A guerra não declarada contra a História

A guerra não declarada contra a História
Foto: RIA Novosti

A União Soviética, que assumiu o maior fardo da luta contra os nazis, foi obrigada, ainda durante a Guerra Fria, a entrar numa nova luta, desta vez em defesa da sua História, quando começaram as tentativas de revisionismo dos acontecimentos mais trágicos do século passado.

Contudo, os que pretendem definir novos derrotados e vencedores continuam a existir na actualidade. Não satisfeitos com o derrube de estátuas a soldados soviéticos, eles descem ao ponto de sonegar factos e até de mentirem descaradamente.
Nesses dias, há sessenta e nove anos, as tropas soviéticas tomaram Berlim. Quase toda a Europa estava libertada da ocupação nazi. A memória desta grande vitória, que se transformou num dos momentos-chave da História mundial, permanece em muitos países europeus, por exemplo, existem monumentos aos libertadores soviéticos na Áustria, na Hungria, na Bulgária, na Alemanha, na Letônia, na Polônia e na Estônia. Mas é bem verdade que, nalguns países, não querem recordar o movimento libertador soviético.

Os monumentos fúnebres dos militares soviéticos em Budapeste desapareceram ainda na década de 90. Há sete anos, desmontaram, na Estônia, o monumento aos libertadores de Tallinn do fascismo. Desde então, discute-se a necessidade de erguer, naquele local, um monumento às vítimas da ocupação soviética, tal como foi feito em Chisinau.

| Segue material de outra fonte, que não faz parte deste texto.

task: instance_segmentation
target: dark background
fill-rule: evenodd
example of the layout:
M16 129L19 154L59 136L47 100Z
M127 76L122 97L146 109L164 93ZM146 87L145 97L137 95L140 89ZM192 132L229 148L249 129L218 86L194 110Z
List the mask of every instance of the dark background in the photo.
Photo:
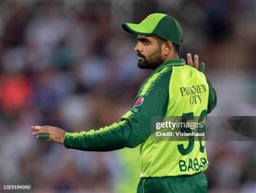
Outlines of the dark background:
M85 152L33 137L31 126L98 129L130 108L151 71L122 22L153 12L180 23L181 58L197 54L215 88L213 116L255 116L254 0L1 1L0 184L35 191L131 192L138 149ZM254 141L209 141L210 192L255 192Z

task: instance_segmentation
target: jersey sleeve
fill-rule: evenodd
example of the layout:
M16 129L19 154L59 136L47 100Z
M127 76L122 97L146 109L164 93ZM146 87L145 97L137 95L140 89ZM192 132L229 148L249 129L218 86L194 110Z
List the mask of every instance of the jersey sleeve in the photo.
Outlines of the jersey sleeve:
M66 148L109 151L135 147L151 134L151 117L166 113L171 68L152 74L142 85L132 108L117 123L98 130L66 133Z
M207 113L210 113L216 106L217 103L217 96L216 91L213 88L208 80L206 80L209 87L209 97L208 98L208 106Z

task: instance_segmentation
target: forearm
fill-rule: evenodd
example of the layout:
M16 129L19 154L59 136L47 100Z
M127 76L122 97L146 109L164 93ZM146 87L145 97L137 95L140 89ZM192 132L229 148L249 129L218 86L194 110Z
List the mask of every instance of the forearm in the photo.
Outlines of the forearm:
M69 148L105 152L134 147L146 138L131 122L124 120L97 131L66 133L64 145Z

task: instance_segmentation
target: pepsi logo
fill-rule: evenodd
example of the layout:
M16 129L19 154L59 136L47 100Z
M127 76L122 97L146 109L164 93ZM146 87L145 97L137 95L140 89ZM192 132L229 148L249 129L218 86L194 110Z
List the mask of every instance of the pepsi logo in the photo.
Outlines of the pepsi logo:
M139 97L138 99L138 100L137 100L136 102L133 105L133 107L136 107L136 106L140 105L142 103L143 103L144 101L144 98L143 98L143 97Z

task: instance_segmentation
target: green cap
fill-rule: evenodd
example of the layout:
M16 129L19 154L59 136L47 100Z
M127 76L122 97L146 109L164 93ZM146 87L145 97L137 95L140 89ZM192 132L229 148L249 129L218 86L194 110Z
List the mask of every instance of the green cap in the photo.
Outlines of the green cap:
M139 24L123 23L122 26L129 33L156 35L178 46L182 43L180 26L174 18L166 14L151 14Z

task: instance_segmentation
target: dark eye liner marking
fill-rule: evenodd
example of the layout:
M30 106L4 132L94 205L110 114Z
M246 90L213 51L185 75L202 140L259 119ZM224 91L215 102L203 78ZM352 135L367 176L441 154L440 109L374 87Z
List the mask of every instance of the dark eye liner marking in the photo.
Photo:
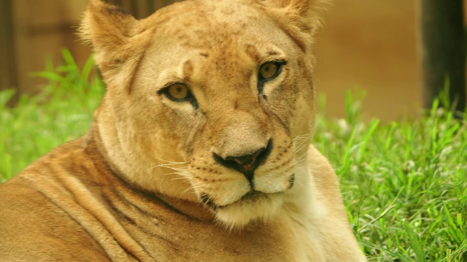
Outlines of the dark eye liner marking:
M264 85L264 83L266 83L266 82L268 82L268 81L269 81L269 80L273 79L273 78L275 78L277 76L279 76L279 75L280 75L280 73L281 73L281 71L282 71L282 68L283 68L283 66L285 65L286 64L287 64L287 62L286 61L285 61L285 60L279 61L269 61L269 62L266 62L265 63L263 63L262 64L261 66L262 66L262 65L267 64L268 63L270 63L271 62L274 62L274 63L276 63L277 64L278 64L279 65L279 69L277 69L277 72L276 73L276 75L274 75L272 76L271 76L270 77L269 77L268 78L263 78L261 76L261 74L260 74L259 70L258 70L258 84L257 84L257 86L258 86L258 93L259 94L262 94L263 85ZM260 68L261 67L261 66L260 66Z
M196 101L196 98L195 98L194 96L193 95L193 94L191 93L191 91L190 90L189 88L188 88L188 94L187 95L186 97L185 97L184 98L183 98L181 99L177 99L172 97L170 96L170 95L169 94L169 93L168 93L169 88L170 86L174 84L183 84L185 86L186 85L184 83L181 83L174 82L172 83L170 83L166 85L165 87L161 88L161 89L157 91L157 93L159 94L159 95L163 95L163 94L166 97L167 97L168 98L173 101L175 101L177 102L188 101L190 103L191 103L191 105L193 106L193 107L195 109L198 109L198 107L199 107L198 105L198 101ZM187 88L188 88L188 87L187 87Z

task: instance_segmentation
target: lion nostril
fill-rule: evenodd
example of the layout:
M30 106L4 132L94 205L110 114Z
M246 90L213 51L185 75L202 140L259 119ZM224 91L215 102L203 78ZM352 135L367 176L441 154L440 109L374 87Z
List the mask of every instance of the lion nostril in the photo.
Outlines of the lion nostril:
M229 156L225 159L212 153L214 159L222 165L242 173L253 183L255 170L268 157L272 148L272 140L269 139L266 147L253 153L241 156Z
M250 169L253 164L260 155L266 151L266 148L263 147L252 154L248 154L240 157L227 157L226 161L234 161L240 165L243 166L245 169Z

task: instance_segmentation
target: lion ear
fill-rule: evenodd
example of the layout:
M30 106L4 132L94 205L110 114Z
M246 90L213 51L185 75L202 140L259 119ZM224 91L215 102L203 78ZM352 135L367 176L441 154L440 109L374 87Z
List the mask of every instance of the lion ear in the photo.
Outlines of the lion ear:
M110 60L121 62L124 60L122 50L129 43L137 21L122 8L101 0L90 0L78 34L92 44L98 56L106 57L108 62Z
M321 26L322 14L330 0L260 0L266 11L292 36L302 49Z

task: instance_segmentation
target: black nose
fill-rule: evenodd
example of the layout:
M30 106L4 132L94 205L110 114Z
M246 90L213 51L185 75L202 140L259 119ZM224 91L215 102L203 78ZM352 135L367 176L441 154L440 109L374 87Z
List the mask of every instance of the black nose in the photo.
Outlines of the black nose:
M253 186L255 170L268 157L272 148L272 140L269 139L266 147L260 148L253 153L224 159L213 152L212 156L220 165L242 173Z

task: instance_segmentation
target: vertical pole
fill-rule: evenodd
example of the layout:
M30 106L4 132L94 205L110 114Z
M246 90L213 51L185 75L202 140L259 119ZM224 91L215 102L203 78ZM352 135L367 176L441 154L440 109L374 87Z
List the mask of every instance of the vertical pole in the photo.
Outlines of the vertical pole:
M466 108L465 41L462 0L417 0L425 108L449 83L449 99Z
M0 90L17 88L12 0L0 1Z

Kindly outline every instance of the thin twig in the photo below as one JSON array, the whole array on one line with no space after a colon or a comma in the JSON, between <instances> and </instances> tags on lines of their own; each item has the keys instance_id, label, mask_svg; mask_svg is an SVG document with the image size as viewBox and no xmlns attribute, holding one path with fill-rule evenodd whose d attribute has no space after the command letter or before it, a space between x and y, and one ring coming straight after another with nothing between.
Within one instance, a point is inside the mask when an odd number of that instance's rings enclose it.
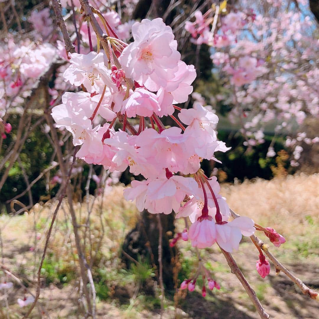
<instances>
[{"instance_id":1,"label":"thin twig","mask_svg":"<svg viewBox=\"0 0 319 319\"><path fill-rule=\"evenodd\" d=\"M230 213L232 214L232 217L234 219L237 218L240 216L240 215L235 213L232 209L230 210ZM295 284L299 287L301 292L304 294L308 296L312 299L319 301L319 294L318 294L318 293L307 287L302 280L296 277L283 266L281 263L279 262L268 250L269 246L268 245L263 242L262 241L259 239L255 235L253 235L250 236L250 238L254 243L256 246L260 247L275 265L276 270L278 270L282 271L286 276L290 278L294 283Z\"/></svg>"},{"instance_id":2,"label":"thin twig","mask_svg":"<svg viewBox=\"0 0 319 319\"><path fill-rule=\"evenodd\" d=\"M66 29L65 23L62 16L62 11L61 11L61 8L62 7L61 4L58 0L52 0L52 4L53 10L54 10L54 13L56 14L56 24L59 26L61 30L61 32L62 32L64 43L65 45L66 55L68 56L69 52L71 53L74 53L76 52L75 48L72 43L70 36Z\"/></svg>"},{"instance_id":3,"label":"thin twig","mask_svg":"<svg viewBox=\"0 0 319 319\"><path fill-rule=\"evenodd\" d=\"M160 296L160 317L163 317L164 311L164 300L165 300L165 293L164 290L164 284L163 282L163 250L162 247L162 242L163 241L163 227L160 221L160 217L159 214L156 214L157 219L157 225L159 227L159 246L158 246L158 262L159 266L160 274L159 275L159 280L160 281L160 287L161 295Z\"/></svg>"},{"instance_id":4,"label":"thin twig","mask_svg":"<svg viewBox=\"0 0 319 319\"><path fill-rule=\"evenodd\" d=\"M266 311L260 303L259 299L258 299L255 291L249 284L249 283L245 278L241 271L239 269L237 264L236 263L236 262L233 258L233 256L229 253L224 250L220 246L219 248L221 250L221 252L225 256L232 272L236 275L243 286L245 288L250 300L256 307L260 318L262 319L268 319L269 318L269 315L266 312Z\"/></svg>"}]
</instances>

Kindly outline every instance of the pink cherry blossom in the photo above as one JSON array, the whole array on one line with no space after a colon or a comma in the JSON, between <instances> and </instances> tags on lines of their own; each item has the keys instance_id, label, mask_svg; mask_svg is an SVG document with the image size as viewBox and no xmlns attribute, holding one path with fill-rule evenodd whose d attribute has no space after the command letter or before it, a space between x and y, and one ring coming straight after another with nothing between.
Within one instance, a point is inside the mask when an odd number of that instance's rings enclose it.
<instances>
[{"instance_id":1,"label":"pink cherry blossom","mask_svg":"<svg viewBox=\"0 0 319 319\"><path fill-rule=\"evenodd\" d=\"M189 237L193 247L210 247L216 242L216 224L212 219L197 220L189 227Z\"/></svg>"},{"instance_id":2,"label":"pink cherry blossom","mask_svg":"<svg viewBox=\"0 0 319 319\"><path fill-rule=\"evenodd\" d=\"M197 183L190 177L174 175L169 179L134 182L131 183L132 188L124 191L124 197L131 200L136 198L140 211L146 209L152 214L176 211L186 195L198 192Z\"/></svg>"},{"instance_id":3,"label":"pink cherry blossom","mask_svg":"<svg viewBox=\"0 0 319 319\"><path fill-rule=\"evenodd\" d=\"M187 288L188 283L187 280L184 280L181 284L180 287L181 289L186 289Z\"/></svg>"},{"instance_id":4,"label":"pink cherry blossom","mask_svg":"<svg viewBox=\"0 0 319 319\"><path fill-rule=\"evenodd\" d=\"M150 117L154 112L158 113L160 109L156 95L140 87L123 101L121 113L126 113L128 117L135 117L137 115Z\"/></svg>"},{"instance_id":5,"label":"pink cherry blossom","mask_svg":"<svg viewBox=\"0 0 319 319\"><path fill-rule=\"evenodd\" d=\"M193 280L189 283L187 286L189 291L191 292L192 291L194 291L194 290L195 289L195 284L196 283L196 280Z\"/></svg>"},{"instance_id":6,"label":"pink cherry blossom","mask_svg":"<svg viewBox=\"0 0 319 319\"><path fill-rule=\"evenodd\" d=\"M87 54L72 53L71 65L63 74L71 84L83 84L90 93L99 93L104 85L113 92L114 85L111 79L111 71L104 65L103 54L92 51Z\"/></svg>"},{"instance_id":7,"label":"pink cherry blossom","mask_svg":"<svg viewBox=\"0 0 319 319\"><path fill-rule=\"evenodd\" d=\"M241 216L229 223L216 225L216 240L219 246L229 253L238 250L242 234L250 236L255 231L254 221Z\"/></svg>"},{"instance_id":8,"label":"pink cherry blossom","mask_svg":"<svg viewBox=\"0 0 319 319\"><path fill-rule=\"evenodd\" d=\"M173 77L166 70L175 68L181 58L172 29L158 18L136 22L132 31L134 41L119 58L126 76L151 91L165 87Z\"/></svg>"},{"instance_id":9,"label":"pink cherry blossom","mask_svg":"<svg viewBox=\"0 0 319 319\"><path fill-rule=\"evenodd\" d=\"M34 297L33 296L29 296L27 298L25 297L23 299L19 298L18 300L18 303L20 307L25 307L26 306L32 303L34 301Z\"/></svg>"}]
</instances>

Mas, se a população do Báltico sempre teve uma postura pouco calorosa face à União Soviética, e até não se opôs a colaborar com o regime fascista, este tipo de alteração de valores na Ucrânia, que participou activamente nos movimentos de libertação, é, no mínimo, estranho. Mas, as actuais autoridades de Kiev têm outros inimigos e outros heróis. Agora até têm outras comemorações. As autoridades locais das regiões ocidentais há muito que se recusam a organizar paradas no Dia da Vitória, e, em Lviv, o dia 09 de maio até é considerado um dia de luto. Agora esta moda chegou à capital, este ano Kiev revogou oficialmente a parada do Dia da Vitória. Mas, tal como declararam as autoridades locais, a cidade irá receber outros “eventos comemorativos”.
Esta alteração conceptual é um elemento indissociável do processo de revisão das conclusões da Segunda Guerra Mundial, nomeadamente no que concerne à busca de novos vencedores e derrotados. Enquanto novo agressor, foi eleita, por unanimidade, a URSS, pois o Ocidente coloca o ónus do início da Segunda Guerra Mundial na União Soviética ou no “regime estalinista”, bem como na sua herdeira Rússia, e não na Alemanha Nazi, como refere o historiador Andrei Marchukov:
“Isto é feito através de fraudes maciças. É omitido o papel agressor da Alemanha de Hitler no despoletar da Segunda Guerra Mundial, é omitido o papel das democracias ocidentais, sobretudo dos EUA e do Reino Unido, enquanto financiadores do Regime de Hitler e atiçadores contra o Oriente, pela conquista da Europa Oriental e da URSS. É também omitido o papel negativo da Polônia no despoletar da Segunda Guerra Mundial, pois é sabido que a diplomacia polaca impediu activamente todas as tentativas do Governo Soviético em estabelecer um sistema de segurança colectiva na Europa”.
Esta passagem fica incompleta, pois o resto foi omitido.